I-motif formation and thermal stability of the different sequences shown in Table 1 were monitored by NMR and UV-melting experiments. In all cases, 1H-NMR spectra indicate the formation of stable i-motif structures at neutral pH (Figure 2A). Similar signal pattern in the exchangeable proton region as that of the NMR spectra of unmodified NN4 is observed for NN4_tCO2 and NN4_tCO6, suggesting the formation of very similar structures, including hemiprotonated, C:C+ or tCO:C+ (15–16 ppm), and neutral G:C or G:tCO base-pairs (12–14 ppm). Imino signals of C:C+ base pairs for the sequence NN4_tCO2 are observed at higher temperatures than those of NN4 (32) and NN4_tCO6 (Figure 2A), indicating a considerably enhanced thermal stability in this sequence. This is confirmed by UV-monitored melting experiments (Figure 2B). The stabilizing effect of incorporating tCO is sequence-specific. Whereas at position 6 the change in melting temperature is small, tCO at position 2 provokes a large Tm increase. Interestingly, the effect is much more pronounced at neutral pH, where NN4_tCO2 exhibits a ΔTm of almost 10ºC (Table 1). NMR, CD and UV melting curves indicate that the structure and stability of NN4_tCO2 are very similar in presence of Na+ or K+ counterions (Supplementary Figure S1).

Figure 2.

Figure 2.

(A) 1H-NMR spectra at different temperatures of NN4_tCO2 (left) and NN4_tCO6 (right) at pH 7, 10 mM phosphate buffer, [oligonucleotide] = 1 mM. (B) UV-melting curves of NN4, NN4_tCO2 and NN4_tCO6 at pH 7 (left) and pH 5 (right). 25 mM phosphate buffer, [oligonucleotide] = 2 μM.
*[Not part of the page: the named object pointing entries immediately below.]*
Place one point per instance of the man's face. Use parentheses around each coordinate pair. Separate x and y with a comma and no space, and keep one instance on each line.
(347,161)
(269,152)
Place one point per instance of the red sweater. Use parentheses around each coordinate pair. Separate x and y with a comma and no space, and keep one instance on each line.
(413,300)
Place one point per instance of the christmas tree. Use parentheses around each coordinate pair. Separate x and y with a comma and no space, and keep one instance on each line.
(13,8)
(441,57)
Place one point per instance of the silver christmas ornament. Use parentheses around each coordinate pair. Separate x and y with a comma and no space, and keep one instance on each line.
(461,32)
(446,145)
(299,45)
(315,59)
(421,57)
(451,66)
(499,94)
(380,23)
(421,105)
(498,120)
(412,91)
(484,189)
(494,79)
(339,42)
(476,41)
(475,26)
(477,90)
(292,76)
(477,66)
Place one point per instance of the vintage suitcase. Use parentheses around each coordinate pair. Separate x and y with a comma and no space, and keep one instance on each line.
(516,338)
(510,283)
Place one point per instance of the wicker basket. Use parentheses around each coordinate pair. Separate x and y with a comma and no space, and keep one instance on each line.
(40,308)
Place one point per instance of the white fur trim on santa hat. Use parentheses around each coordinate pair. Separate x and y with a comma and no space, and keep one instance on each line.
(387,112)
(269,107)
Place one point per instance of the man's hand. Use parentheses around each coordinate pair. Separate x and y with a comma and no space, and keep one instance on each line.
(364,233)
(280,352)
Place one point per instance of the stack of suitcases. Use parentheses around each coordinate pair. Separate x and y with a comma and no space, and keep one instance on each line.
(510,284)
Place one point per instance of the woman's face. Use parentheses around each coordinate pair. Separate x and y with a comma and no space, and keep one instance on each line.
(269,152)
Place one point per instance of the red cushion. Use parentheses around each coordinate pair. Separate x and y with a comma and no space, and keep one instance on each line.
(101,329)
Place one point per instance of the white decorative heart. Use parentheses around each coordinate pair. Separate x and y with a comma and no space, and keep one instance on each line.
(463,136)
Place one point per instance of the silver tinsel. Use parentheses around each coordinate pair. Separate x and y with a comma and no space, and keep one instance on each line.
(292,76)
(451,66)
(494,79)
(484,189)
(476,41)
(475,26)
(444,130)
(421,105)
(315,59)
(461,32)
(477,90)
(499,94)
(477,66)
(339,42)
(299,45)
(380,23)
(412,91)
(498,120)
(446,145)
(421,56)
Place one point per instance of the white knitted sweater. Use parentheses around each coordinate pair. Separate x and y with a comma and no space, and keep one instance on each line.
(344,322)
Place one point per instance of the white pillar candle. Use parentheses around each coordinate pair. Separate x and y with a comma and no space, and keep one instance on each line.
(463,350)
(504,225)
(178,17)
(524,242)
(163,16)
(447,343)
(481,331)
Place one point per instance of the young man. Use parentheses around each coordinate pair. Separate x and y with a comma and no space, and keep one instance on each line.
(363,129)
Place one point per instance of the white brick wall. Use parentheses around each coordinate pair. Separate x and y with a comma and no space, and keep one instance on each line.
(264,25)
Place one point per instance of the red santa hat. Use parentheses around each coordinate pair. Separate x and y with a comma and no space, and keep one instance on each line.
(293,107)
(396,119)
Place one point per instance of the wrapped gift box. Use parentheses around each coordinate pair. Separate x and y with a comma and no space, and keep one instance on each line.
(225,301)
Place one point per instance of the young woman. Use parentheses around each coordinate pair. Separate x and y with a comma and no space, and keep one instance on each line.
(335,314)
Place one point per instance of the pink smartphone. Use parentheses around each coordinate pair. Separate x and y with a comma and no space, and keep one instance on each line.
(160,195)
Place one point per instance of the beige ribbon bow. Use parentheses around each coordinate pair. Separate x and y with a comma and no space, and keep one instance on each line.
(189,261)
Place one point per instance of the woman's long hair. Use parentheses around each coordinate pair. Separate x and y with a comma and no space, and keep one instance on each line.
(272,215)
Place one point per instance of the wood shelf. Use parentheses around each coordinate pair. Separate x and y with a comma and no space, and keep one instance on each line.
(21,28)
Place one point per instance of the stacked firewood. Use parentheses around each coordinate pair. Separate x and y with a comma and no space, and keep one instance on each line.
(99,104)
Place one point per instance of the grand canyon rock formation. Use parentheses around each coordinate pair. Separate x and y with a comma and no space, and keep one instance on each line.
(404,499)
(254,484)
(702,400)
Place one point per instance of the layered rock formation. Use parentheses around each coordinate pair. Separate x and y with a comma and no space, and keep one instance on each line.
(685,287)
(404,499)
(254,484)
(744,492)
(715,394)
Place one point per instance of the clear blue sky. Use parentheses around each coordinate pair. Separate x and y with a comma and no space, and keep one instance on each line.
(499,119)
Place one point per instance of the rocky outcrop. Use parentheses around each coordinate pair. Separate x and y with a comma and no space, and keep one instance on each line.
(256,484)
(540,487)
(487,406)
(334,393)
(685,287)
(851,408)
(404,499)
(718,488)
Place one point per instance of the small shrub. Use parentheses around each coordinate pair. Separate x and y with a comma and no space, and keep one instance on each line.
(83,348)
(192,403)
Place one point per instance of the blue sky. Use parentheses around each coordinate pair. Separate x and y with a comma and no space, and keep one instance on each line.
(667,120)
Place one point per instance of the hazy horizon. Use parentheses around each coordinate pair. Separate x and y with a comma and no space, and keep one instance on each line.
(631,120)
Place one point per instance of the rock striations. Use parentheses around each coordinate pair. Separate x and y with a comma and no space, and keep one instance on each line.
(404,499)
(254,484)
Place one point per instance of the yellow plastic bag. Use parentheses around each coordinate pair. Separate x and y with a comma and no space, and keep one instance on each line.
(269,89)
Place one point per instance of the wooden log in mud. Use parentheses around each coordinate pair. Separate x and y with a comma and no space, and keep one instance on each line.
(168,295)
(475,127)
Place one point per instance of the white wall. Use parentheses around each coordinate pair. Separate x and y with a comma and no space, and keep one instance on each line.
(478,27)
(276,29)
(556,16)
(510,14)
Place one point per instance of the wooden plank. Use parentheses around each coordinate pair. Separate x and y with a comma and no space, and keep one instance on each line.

The structures exhibit different NMR and CD spectra at neutral and acidic pH

1H-NMR spectra recorded at pH 5 (Figure 3A) indicate that tCO-containing sequences fold into alternative i-motif structures under acidic pH conditions. Spectra recorded under these conditions show more signals in the 15–16 ppm and 11–12 ppm regions. In addition, imino signals in the 12–14 ppm region are not observed, indicating that the G:C base pairs are not formed.

Figure 3.

Figure 3.

(A1H NMR spectra of NN4, (left) NN4_tCO2 (center) and NN4_tCO6 (right) at pH 5 and 7 at 5ºC. 10 mM phosphate buffer, [oligonucleotide] = 1 mM. (B) CD spectra of NN4, (left) NN4_tCO2 (center) and NN4_tCO6 (right) at pH 5 and 7 at 5ºC. 25 mM phosphate buffer, [oligonucleotide] = 2 μM.
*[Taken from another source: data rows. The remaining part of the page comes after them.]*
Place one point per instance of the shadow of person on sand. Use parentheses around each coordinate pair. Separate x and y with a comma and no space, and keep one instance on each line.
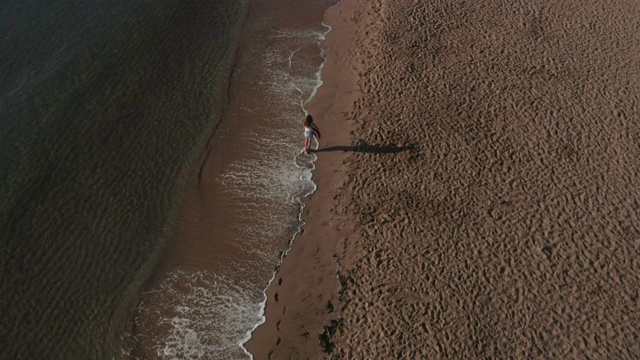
(363,147)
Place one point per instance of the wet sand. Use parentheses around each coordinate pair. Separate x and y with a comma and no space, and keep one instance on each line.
(486,205)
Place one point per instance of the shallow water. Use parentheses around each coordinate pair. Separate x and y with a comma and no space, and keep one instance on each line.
(103,108)
(244,212)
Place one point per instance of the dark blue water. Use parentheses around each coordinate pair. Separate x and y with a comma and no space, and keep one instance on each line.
(104,107)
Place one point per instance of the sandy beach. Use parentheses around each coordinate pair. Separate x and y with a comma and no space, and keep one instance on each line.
(477,191)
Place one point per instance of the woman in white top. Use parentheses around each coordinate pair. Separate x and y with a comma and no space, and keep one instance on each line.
(310,131)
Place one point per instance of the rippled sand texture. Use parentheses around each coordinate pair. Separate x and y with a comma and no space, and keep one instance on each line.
(512,228)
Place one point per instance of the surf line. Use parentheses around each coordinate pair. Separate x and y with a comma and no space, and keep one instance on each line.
(306,171)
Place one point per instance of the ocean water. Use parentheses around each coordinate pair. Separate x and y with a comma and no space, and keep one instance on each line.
(105,111)
(209,299)
(103,107)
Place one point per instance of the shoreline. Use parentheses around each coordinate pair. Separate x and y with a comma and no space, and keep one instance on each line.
(215,241)
(488,207)
(299,304)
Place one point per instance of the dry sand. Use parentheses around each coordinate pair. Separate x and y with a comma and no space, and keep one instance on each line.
(491,206)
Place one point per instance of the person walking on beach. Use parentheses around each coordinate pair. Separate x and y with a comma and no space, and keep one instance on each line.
(310,131)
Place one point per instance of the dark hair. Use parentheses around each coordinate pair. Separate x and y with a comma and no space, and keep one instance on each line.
(308,120)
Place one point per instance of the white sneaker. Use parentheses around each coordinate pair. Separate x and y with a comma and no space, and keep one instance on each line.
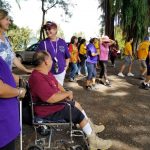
(120,74)
(130,74)
(98,143)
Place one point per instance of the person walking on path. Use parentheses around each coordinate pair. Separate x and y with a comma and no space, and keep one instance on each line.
(58,50)
(128,59)
(74,58)
(142,53)
(105,43)
(92,59)
(146,84)
(83,56)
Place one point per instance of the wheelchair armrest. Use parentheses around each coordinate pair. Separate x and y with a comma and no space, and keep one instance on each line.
(48,104)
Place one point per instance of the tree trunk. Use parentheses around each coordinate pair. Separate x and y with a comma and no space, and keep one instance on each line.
(109,20)
(43,19)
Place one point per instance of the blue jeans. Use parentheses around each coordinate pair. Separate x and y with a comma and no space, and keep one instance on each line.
(91,70)
(74,70)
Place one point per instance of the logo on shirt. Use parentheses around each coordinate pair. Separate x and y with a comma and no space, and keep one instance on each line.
(62,48)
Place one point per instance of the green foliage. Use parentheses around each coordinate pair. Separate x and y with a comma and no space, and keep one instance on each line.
(134,16)
(19,37)
(119,37)
(79,34)
(4,5)
(60,33)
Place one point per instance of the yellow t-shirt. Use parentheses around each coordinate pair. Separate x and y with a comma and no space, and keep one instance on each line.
(128,49)
(82,49)
(143,50)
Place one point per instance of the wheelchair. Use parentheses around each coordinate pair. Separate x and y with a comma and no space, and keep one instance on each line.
(55,135)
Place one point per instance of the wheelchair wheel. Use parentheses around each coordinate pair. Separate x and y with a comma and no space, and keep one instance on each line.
(35,147)
(43,131)
(76,147)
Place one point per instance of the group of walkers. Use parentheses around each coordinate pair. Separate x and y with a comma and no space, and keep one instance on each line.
(86,59)
(46,85)
(96,54)
(51,61)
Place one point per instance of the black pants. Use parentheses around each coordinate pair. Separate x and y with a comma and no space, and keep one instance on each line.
(103,72)
(9,146)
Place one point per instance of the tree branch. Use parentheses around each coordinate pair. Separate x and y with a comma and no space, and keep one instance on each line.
(51,6)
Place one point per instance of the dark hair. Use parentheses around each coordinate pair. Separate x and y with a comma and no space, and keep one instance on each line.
(39,57)
(79,39)
(81,42)
(92,40)
(129,38)
(73,39)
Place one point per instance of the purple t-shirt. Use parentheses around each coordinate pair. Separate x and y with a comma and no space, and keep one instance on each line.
(61,53)
(91,49)
(9,109)
(104,52)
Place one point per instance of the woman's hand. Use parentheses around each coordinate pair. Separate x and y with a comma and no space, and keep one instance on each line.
(20,66)
(29,71)
(21,92)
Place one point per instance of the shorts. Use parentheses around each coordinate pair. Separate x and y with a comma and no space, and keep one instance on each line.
(77,115)
(91,68)
(143,64)
(127,60)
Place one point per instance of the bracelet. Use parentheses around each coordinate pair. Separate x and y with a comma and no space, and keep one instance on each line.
(20,92)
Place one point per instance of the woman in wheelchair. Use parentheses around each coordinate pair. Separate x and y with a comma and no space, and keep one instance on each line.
(45,88)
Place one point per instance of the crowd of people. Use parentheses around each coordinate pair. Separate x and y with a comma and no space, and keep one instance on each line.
(51,61)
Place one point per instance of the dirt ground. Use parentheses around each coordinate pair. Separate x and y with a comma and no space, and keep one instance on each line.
(123,108)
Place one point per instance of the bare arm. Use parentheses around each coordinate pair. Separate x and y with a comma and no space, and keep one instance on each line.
(111,42)
(95,54)
(61,87)
(18,64)
(16,77)
(67,63)
(7,91)
(58,97)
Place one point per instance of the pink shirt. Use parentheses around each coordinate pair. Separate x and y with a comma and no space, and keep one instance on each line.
(104,52)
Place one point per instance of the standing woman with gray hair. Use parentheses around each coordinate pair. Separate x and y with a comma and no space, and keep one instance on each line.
(6,51)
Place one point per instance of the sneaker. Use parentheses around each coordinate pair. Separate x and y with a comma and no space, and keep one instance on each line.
(107,83)
(98,143)
(96,128)
(130,74)
(144,86)
(121,74)
(72,80)
(89,88)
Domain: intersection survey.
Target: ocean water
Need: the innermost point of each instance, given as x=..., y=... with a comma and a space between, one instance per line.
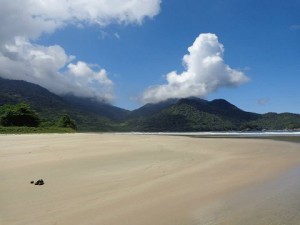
x=229, y=133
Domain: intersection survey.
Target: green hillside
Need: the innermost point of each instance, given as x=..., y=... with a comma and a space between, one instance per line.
x=190, y=114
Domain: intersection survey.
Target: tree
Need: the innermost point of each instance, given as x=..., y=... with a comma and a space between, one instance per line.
x=18, y=115
x=66, y=122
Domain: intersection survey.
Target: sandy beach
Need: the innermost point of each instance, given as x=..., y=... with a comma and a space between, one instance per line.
x=115, y=179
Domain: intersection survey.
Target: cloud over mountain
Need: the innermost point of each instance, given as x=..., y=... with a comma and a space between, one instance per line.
x=23, y=21
x=205, y=72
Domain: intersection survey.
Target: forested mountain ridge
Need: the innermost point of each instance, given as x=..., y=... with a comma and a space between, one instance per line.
x=189, y=114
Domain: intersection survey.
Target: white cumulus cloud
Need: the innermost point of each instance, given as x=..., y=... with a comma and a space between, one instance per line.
x=205, y=72
x=23, y=21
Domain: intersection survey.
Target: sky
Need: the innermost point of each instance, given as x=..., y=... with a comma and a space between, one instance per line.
x=133, y=52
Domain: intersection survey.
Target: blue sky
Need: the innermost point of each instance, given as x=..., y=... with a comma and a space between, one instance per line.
x=261, y=41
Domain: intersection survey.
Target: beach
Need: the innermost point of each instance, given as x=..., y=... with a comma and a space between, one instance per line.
x=123, y=179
Substantial changes are also observed in the CD spectra of NN4_tCO2 and NN4_tCO6 at different pH (Figure 3B). At neutral pH CD spectra exhibit a minimum at ∼240 nm and a maximum at ∼270 nm. However, at pH 5 a slight decrease of intensity at 270 nm is observed, together with the formation of an additional band near 300 nm. These data suggest that NN4_tCO2 and NN4_tCO6 may undergo a similar conformational transition to that observed in NN4 at acidic pH (10).
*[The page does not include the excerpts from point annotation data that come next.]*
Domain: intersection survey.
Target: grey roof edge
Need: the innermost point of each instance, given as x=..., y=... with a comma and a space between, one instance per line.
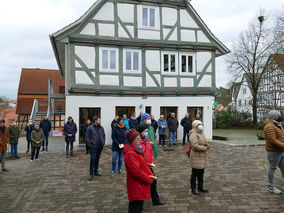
x=224, y=49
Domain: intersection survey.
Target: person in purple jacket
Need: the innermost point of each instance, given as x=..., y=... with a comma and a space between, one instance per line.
x=69, y=130
x=95, y=138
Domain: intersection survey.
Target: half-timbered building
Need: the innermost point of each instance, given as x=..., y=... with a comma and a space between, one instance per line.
x=127, y=56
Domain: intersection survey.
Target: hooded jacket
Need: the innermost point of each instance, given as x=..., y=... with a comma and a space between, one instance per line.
x=274, y=136
x=14, y=134
x=37, y=135
x=70, y=128
x=198, y=153
x=138, y=174
x=4, y=138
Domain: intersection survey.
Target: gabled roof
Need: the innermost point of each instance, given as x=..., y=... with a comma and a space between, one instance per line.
x=279, y=60
x=60, y=34
x=34, y=83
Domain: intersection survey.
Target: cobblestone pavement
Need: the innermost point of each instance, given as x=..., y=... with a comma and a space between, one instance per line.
x=236, y=179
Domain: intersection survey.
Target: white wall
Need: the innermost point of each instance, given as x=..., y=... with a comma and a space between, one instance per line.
x=108, y=104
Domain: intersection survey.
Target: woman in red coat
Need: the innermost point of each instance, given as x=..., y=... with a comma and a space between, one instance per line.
x=139, y=176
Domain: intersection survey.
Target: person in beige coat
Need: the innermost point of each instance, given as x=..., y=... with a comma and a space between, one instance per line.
x=198, y=156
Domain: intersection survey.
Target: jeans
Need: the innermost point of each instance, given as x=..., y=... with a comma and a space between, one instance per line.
x=71, y=147
x=95, y=159
x=45, y=141
x=116, y=155
x=276, y=159
x=35, y=152
x=185, y=135
x=162, y=139
x=135, y=206
x=197, y=174
x=14, y=149
x=172, y=134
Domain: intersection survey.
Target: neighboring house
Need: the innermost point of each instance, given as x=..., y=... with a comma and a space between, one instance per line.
x=34, y=85
x=12, y=103
x=123, y=57
x=242, y=96
x=271, y=89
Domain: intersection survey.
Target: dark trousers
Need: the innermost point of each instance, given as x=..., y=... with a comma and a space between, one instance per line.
x=69, y=143
x=162, y=139
x=154, y=194
x=35, y=152
x=87, y=149
x=197, y=174
x=95, y=159
x=135, y=206
x=185, y=135
x=28, y=145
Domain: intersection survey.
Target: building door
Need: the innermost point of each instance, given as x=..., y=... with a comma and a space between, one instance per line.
x=84, y=115
x=120, y=111
x=167, y=111
x=193, y=111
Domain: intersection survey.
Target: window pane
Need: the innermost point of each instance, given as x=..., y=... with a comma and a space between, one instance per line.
x=152, y=17
x=173, y=63
x=145, y=17
x=128, y=60
x=112, y=59
x=135, y=61
x=166, y=63
x=105, y=59
x=190, y=64
x=183, y=63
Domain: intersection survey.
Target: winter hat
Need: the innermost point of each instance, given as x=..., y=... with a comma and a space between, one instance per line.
x=273, y=114
x=196, y=123
x=144, y=116
x=141, y=128
x=131, y=135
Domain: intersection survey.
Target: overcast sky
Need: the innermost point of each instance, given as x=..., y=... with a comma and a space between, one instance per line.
x=25, y=26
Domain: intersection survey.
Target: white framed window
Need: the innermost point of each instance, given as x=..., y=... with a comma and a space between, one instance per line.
x=169, y=63
x=108, y=59
x=187, y=63
x=132, y=61
x=149, y=17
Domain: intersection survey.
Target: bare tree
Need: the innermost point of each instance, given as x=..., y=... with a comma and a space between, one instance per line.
x=249, y=56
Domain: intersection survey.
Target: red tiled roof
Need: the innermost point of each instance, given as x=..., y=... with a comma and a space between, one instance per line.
x=279, y=60
x=34, y=84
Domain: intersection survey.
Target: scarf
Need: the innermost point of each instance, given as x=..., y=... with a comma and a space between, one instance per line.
x=121, y=126
x=139, y=148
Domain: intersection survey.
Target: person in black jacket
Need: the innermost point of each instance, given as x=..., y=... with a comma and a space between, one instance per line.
x=173, y=125
x=84, y=130
x=45, y=125
x=95, y=138
x=187, y=126
x=69, y=130
x=154, y=123
x=118, y=142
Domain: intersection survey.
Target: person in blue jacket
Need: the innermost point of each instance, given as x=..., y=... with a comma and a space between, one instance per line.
x=29, y=128
x=163, y=125
x=118, y=142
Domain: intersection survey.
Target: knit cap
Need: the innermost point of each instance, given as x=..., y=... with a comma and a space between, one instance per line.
x=144, y=116
x=141, y=128
x=196, y=123
x=131, y=135
x=273, y=114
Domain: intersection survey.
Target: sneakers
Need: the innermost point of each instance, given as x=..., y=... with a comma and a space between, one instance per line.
x=274, y=190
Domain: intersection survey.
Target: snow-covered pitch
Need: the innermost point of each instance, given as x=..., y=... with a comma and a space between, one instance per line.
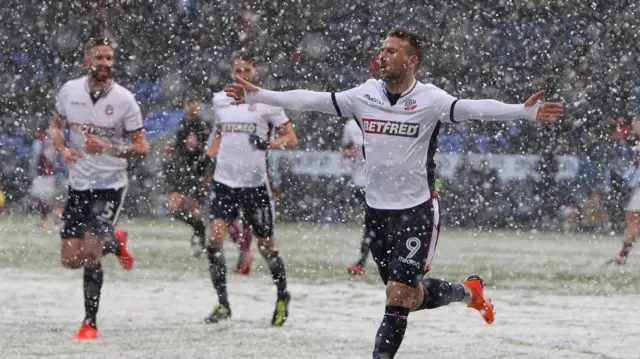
x=553, y=294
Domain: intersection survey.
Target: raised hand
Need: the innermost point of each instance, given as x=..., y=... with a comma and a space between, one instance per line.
x=548, y=111
x=237, y=90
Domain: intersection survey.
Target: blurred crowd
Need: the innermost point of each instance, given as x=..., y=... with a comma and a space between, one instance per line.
x=583, y=53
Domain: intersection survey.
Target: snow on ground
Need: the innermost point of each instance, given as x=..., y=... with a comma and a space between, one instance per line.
x=554, y=299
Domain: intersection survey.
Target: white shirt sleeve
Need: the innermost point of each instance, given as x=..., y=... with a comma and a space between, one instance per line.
x=133, y=116
x=352, y=135
x=303, y=100
x=451, y=110
x=60, y=101
x=277, y=117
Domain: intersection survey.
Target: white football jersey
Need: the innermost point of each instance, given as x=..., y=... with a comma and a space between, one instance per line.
x=400, y=131
x=352, y=136
x=398, y=139
x=238, y=164
x=113, y=115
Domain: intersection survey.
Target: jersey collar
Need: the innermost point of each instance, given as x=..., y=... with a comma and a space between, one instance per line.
x=86, y=85
x=394, y=98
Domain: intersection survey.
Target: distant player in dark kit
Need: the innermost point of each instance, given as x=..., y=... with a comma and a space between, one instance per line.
x=101, y=115
x=351, y=146
x=239, y=145
x=185, y=173
x=42, y=170
x=400, y=118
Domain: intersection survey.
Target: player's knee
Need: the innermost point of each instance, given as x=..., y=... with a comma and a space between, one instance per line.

NN4_tCO2 and NN4_tCO6 exhibit different fluorescence behavior

In order to assess the tCO fluorescence under the different structural contexts provided by NN4_tCO2 and NN4_tCO6, their excitation and emission spectra were recorded at different temperatures and pH values (Supplementary Figure S2). As expected for tCO-containing sequences, maximum absorption bands are found at 370 nm and maximum emission bands at 450 nm. Most interestingly, a dramatic difference between the fluorescence signals for the two modified sequences is observed at low temperature and neutral pH. Whereas the fluorescence signal is heavily quenched for the sequence NN4_tCO2, the effect is much less pronounced for the sequence NN4_tCO6. Remarkably, the recovery of the fluorescence signal of NN4_tCO2 upon temperature increase takes place at approximately 35°C, matching the melting temperature obtained by UV spectroscopy (Figure 2B), and supporting the use of fluorescence to trace the folding/unfolding transition of NN4_tCO2. A similar quenching profile is observed at acidic pH, although the fluorescence recovery occurs at higher temperature values (Tm ∼ 55ºC). In the case of NN4_tCO6, quenching is more pronounced at acidic than at neutral pH, suggesting a different chemical environment of tCO residue under these experimental conditions.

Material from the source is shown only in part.